Und dann entwickelt ein ausgewiesener Weißweintrinker wie der Rudl sogar das Bedürfnis, den Roten vor den Vorhang zu zerren, ganz besonders den Pelz im Roten, die Tannine.

 

Mondeuse – Pelz aus den französischen Alpen, aber nicht für Rom!

 

Es ist schon ein Zeitl her, ungefähr tausendneunhundert Jahre oder so. Da haben  Agrarexperten versucht, dem Prinzip des Imperium Romanum rebsortenmäßig zum Durchbruch zu verhelfen. Nach dem Motto „Alles Erfreuliche aus den Provinzen nach Rom“ haben sie versucht, die von ihnen hoch geschätzte Vitis Allobrogica, vlg. Mondeuse, die ihres Erachtens im Schnee reife, in der Umgebung von Rom anzusiedeln. Die Ergebnisse sollen nicht allzu atemberaubend gewesen sein.

Die Herrschften von Cluny zählen kirchengeschichtlich nicht zu den allerbesten Freunden vom Rudl. Oenologisch haben sie es aber ein Stückl geschickter angelegt als die Römer. Sie haben nicht versucht, die Traube zu verpflanzen, sondern zumindest so viel Anstand aufgebracht, der werten Mondeuse an die Ufer des Lac du Bourget nachzureisen. Bedauerlicherweise nicht nur der Traube und noch bedauerlicherweise nicht nur bis zum Lac du Bourget.
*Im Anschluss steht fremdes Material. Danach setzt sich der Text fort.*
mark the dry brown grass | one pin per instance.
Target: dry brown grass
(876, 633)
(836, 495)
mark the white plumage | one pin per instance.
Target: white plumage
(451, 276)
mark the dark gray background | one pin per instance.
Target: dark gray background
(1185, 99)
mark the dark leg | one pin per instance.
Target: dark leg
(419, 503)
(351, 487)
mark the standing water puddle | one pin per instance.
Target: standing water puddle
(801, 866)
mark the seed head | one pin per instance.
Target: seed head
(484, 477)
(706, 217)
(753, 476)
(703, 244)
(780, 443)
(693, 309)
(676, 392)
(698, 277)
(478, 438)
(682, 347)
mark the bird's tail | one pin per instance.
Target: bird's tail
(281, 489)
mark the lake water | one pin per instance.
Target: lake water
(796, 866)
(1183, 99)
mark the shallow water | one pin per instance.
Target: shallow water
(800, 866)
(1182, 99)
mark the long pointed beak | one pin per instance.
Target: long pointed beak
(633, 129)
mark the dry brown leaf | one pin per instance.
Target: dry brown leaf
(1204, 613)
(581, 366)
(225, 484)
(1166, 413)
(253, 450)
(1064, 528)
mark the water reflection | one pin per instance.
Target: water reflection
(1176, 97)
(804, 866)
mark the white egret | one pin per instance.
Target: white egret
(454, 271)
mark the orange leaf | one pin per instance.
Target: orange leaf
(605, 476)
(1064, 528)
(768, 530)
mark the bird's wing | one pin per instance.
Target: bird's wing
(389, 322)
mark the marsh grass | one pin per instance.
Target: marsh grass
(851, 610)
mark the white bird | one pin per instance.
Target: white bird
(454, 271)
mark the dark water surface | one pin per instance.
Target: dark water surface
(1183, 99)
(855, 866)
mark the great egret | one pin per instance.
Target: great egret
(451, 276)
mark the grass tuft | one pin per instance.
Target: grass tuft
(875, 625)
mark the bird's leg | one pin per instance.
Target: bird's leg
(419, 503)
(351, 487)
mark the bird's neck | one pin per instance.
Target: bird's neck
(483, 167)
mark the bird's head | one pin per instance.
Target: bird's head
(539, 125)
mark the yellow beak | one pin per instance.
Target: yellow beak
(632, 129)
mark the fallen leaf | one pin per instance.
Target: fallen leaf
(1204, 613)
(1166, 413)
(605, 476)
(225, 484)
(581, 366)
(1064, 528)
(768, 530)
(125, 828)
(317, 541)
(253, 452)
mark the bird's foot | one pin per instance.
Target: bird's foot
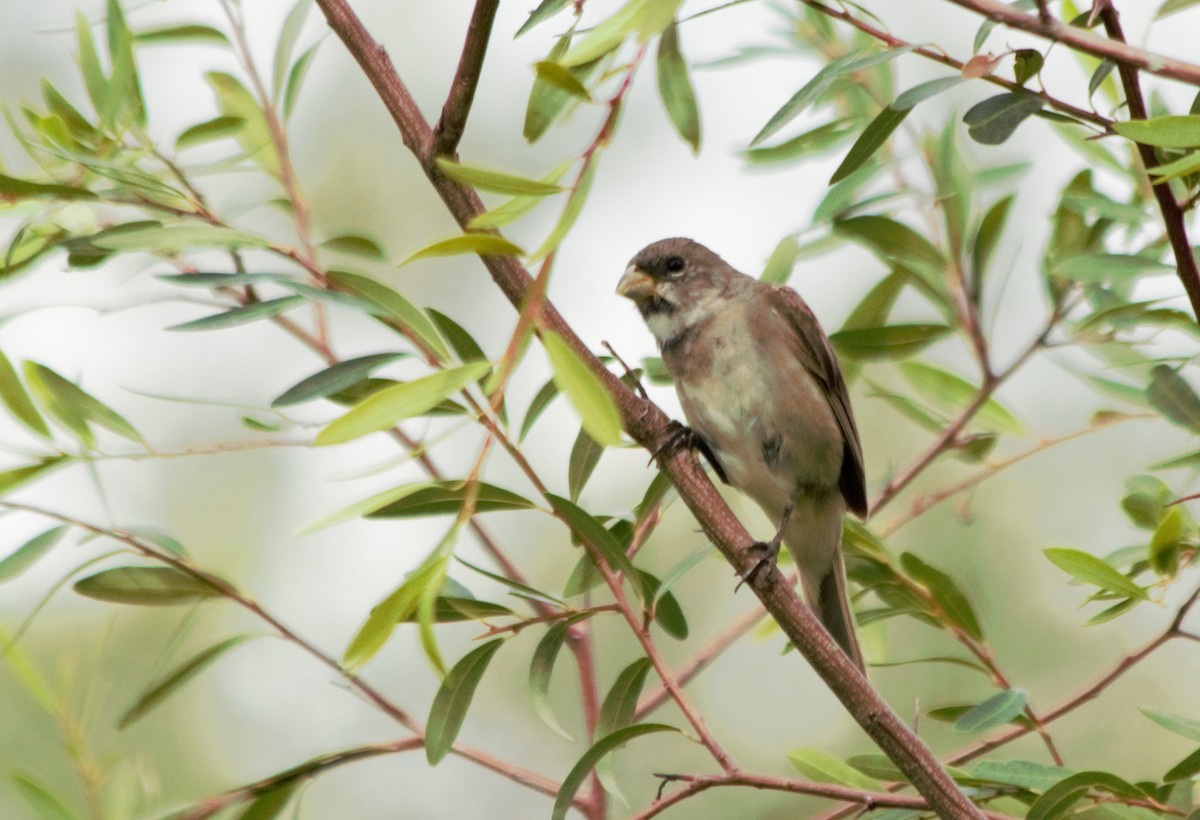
(682, 437)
Vielleicht hat es einen Grund gehabt, warum sich die Mondeuse gegen eine Dislocierung nach Rom gewehrt hat. In ihrer jugendlich ungeschliffenen, rustikalen und robusten Art kann sie wie die rebsortifizierte kalte Schulter wirken, wenn man nicht warten kann und dazu tendiert, die Oberfläche mit der Welt zu verwechseln. Hat das Imperium Romanum im ersten nachchristlichen Jahrhundert zumindest im Westen vergeblich auf eine erfreuliche Zukunft gewartet, so hat die Mondeuse die römische Pflanzerei genauso geduldig überstanden wie die Verdrängungstendenzen zugunsten des Gamay in den Fünfziger Jahren des zwanzigsten Jahrhunderts. Heute rodet niemand mehr einen Mondeuseweingarten, um ebendort Gamay auszupflanzen.
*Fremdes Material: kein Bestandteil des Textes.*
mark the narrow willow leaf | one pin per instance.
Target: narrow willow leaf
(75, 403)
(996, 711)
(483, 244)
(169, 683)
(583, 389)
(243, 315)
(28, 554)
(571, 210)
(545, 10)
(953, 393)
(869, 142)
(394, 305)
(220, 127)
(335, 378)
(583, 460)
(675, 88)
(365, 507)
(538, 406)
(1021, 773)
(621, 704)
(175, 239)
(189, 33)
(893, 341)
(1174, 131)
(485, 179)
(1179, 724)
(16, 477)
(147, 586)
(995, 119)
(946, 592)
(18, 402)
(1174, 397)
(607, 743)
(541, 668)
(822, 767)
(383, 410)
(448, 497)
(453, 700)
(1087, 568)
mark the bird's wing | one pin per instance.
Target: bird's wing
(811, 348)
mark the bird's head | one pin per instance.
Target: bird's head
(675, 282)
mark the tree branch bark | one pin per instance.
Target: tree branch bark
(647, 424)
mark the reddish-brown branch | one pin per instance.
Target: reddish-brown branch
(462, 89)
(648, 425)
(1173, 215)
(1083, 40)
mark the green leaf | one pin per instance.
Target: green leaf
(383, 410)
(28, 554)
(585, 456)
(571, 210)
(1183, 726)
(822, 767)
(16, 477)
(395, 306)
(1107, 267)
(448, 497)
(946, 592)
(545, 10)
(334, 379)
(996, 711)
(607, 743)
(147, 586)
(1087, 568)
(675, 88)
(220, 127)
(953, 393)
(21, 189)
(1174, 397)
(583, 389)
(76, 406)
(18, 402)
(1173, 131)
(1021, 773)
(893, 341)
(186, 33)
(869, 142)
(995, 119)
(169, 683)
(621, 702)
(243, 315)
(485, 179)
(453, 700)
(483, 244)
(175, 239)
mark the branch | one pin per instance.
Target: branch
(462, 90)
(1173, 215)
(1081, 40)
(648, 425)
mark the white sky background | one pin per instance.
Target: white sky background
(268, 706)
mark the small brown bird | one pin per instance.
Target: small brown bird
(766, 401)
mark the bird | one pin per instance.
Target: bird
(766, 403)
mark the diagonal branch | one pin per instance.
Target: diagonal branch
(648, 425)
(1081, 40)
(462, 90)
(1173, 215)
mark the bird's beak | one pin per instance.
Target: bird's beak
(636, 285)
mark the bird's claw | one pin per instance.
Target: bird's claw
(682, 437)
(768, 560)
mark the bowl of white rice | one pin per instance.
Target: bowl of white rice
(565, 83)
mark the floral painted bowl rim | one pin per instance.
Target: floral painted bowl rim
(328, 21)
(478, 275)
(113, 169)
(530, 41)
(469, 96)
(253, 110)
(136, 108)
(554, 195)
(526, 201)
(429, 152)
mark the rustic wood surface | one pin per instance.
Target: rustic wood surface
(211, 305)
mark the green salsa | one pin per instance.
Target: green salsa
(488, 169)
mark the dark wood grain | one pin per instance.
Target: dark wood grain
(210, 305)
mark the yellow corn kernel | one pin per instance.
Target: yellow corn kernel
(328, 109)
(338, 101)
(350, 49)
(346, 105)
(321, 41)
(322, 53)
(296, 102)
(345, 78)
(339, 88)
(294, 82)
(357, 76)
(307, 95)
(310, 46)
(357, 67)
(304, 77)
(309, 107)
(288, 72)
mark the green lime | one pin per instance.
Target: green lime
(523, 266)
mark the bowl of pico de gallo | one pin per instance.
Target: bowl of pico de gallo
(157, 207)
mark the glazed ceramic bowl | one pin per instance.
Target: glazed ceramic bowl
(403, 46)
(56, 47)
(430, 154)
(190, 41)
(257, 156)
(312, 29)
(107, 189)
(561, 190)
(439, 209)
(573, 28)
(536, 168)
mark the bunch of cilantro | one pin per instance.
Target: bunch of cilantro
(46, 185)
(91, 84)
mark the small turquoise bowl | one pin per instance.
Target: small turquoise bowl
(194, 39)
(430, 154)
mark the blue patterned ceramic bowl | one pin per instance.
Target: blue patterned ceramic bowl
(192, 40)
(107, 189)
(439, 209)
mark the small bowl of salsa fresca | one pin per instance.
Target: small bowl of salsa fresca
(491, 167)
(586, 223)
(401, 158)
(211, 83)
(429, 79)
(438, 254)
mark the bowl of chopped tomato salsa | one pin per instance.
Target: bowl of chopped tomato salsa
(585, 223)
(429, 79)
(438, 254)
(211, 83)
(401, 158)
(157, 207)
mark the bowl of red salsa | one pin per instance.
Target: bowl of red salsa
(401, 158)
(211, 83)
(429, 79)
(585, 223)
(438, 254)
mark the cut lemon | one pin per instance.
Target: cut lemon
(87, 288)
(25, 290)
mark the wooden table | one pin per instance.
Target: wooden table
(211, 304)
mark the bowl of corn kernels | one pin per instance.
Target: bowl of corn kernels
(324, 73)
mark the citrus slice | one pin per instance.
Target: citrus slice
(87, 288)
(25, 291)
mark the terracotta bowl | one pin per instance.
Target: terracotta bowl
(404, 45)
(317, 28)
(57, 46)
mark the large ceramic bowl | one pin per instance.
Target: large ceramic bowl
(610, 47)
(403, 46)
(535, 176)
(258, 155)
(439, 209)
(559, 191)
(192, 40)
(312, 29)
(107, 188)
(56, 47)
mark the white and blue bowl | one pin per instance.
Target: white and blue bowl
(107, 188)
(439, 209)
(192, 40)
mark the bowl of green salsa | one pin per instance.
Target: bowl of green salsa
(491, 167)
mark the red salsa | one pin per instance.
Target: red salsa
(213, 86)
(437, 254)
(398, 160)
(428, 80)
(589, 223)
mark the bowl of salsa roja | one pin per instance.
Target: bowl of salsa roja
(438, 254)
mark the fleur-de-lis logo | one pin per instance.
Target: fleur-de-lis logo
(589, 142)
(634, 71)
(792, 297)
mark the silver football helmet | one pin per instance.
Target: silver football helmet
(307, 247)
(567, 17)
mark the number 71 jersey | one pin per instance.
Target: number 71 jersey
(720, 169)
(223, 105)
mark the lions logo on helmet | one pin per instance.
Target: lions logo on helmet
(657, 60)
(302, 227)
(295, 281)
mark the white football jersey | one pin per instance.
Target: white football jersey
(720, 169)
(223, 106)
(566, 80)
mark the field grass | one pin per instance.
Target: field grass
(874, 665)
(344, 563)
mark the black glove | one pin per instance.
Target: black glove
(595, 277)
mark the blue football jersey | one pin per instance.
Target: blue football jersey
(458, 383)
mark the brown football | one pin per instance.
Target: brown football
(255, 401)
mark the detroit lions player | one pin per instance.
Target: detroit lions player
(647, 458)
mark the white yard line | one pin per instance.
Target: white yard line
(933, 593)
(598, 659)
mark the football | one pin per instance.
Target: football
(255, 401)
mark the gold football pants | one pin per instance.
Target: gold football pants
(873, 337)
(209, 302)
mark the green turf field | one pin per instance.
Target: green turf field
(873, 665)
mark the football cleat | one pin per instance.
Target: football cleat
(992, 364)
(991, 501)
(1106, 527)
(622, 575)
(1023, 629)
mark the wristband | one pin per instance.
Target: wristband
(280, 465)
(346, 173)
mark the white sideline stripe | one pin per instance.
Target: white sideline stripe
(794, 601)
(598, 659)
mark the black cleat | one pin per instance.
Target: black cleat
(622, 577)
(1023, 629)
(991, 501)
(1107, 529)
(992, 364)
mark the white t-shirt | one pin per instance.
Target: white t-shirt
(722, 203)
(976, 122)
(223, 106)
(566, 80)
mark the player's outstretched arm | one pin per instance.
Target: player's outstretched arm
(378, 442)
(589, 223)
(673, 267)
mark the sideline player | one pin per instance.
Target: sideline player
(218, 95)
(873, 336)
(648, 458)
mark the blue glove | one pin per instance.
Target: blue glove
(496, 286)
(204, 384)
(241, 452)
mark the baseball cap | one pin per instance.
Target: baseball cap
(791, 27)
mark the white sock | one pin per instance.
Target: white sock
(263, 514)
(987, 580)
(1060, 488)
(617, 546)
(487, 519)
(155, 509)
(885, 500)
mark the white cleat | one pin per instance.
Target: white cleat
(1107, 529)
Verwandt ist die Mondeuse mit dem Syrah, dessen Mutter Mondeuse Blanche, eine ganz seltene Weißweinrebe in Savoyen, ist.

 

Charkateristika

 

Mondeuse reift sehr spät, manchmal erst Anfang November.

Dann ist sie dunkelblau bis schwarz und herb im Geschmack.

Die Haut ist dick, in Anbetracht ihrer Geschichte auch nicht so verwunderlich. Irgendwelche dahergelaufenen Pilzsporen können sie nicht so schnell beeindrucken. Bei Kalk wird sie schwach. Höchsten sieben Trauben pro Stock. Bei nicht ganz so alten Stöcken wie denen von Jacques Maillet muss dem Ertrag rechtzeitig durch Grünlese eine unmissverständliche Grenze gesetzt werden. Vielleicht auch das nicht unbedingt ein Umstand, der Mondeuse mit postmoderner Urbanität kompatibel erscheinen lässt.

 

Wein

 

Der Wein ist zuerst purpur. Er kann in der Jugend nach Pfeffer, Zimt und roten Früchten schmecken. Manchmal ist er ein veritables Reibeisen für die Zunge, nach etwa fünf Jahren gibt es die Mondeuse dann gerne eine Spur milder und erinnert an schwarze Trüffeln.

 

Mondeuse 2015, Jacques Maillet, Le Cellier des Pauvres, Serrières-en-Chautagne, AOP Vin des Savoie

 

11 Percent Alkohol, viel zu jung und trotzdem grandios.

 

Mondeuse 2015, David und Fred Giachino, Chapareillan, AOP Vin de Savoie

 

Vin authentique et à forte personnalité. Robe rubis aux reflets violacés. Arômes de groseille et de griotte. La saveur est persistante en bouche avec des notes épicées et torréfiées. (www.domaine-giachino.fr)

 

Wenn Sie die Zeilen vom 10. März 2016 über Tannat gelesen haben, dann können Sie die nächsten Absätze bis zum Blaufränkischen überscrollen.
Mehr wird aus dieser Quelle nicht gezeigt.